My blog post: Implementing Bitcask, a Log-Structured Hash Table

A key/value database and server. Partial implementation of the Bitcask paper: https://riak.com/assets/bitcask-intro.pdf

  • Low latency per item read or written
  • Handles datasets larger than RAM
  • Human readable data format
  • Small specification
  • Human-readable data format
  • Just uses the Go standard library

Spec

Keys are kept in-memory and point to values in log files. Log files are append-only and contain any number of adjacent items with the schema: expire, keySize, valueSize, key, value,.

An item with a key of a and a value of b that expires on 10 Aug 2022 looks like this in a log file:

1759300313415,1,1,a,b,

Not yet implemented: checksums, log file merging, hintfiles.

HTTP API

  • GET: /get?key=a
  • POST: /set?key=b&expire=1759300313415
    • HTTP body is read as the value
    • expire is optional (default is infinite)
  • DELETE: /delete?key=c

Performance

The key store is a concurrent map with locking map shards.

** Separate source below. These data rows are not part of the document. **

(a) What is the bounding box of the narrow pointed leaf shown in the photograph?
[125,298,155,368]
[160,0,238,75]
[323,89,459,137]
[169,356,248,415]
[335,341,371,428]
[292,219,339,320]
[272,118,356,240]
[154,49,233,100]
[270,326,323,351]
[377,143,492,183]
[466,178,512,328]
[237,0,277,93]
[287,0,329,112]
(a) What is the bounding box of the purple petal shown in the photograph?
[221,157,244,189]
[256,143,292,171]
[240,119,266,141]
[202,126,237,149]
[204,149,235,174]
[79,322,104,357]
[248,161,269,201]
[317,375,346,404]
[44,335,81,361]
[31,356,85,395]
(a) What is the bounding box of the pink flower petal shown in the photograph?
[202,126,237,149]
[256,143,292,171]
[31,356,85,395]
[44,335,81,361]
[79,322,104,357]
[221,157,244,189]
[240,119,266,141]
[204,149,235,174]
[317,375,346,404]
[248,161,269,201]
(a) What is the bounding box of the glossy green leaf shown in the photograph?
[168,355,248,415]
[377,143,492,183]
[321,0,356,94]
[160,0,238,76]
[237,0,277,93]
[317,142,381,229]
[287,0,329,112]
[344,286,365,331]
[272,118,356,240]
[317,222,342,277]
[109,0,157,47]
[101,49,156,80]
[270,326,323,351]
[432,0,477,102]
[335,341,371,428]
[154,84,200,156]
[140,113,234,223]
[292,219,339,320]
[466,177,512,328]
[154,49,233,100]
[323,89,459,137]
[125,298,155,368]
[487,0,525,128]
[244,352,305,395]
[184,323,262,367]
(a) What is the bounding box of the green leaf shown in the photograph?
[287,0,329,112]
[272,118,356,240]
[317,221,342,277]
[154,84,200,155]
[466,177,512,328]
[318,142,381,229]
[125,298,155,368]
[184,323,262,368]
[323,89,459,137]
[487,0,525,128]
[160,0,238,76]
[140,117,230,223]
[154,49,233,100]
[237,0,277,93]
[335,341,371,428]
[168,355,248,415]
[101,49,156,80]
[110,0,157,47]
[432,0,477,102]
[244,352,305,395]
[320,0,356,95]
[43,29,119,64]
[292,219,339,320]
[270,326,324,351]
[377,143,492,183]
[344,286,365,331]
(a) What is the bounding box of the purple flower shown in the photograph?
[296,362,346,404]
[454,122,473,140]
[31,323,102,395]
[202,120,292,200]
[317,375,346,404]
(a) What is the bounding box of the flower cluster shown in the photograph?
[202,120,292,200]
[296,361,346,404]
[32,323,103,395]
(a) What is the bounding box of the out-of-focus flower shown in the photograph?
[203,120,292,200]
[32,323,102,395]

Reading a value requires a single disk seek.

Only one goroutine may write to the the active log file at a time so read-heavy workloads are ideal.

Tests

Tests perform real I/O to disk and generate new files every run.

pip install -r requirements.txt # (it just uses the requests library)
python e2e.py # run e2e tests covering the main function
go test ./... # unit tests

Deployment

As this is fairly standard Go application: set PORT, DATABASE_DIR, and run.

It deploys to railway.app with zero configuration (presumably most platforms-as-a-service as well).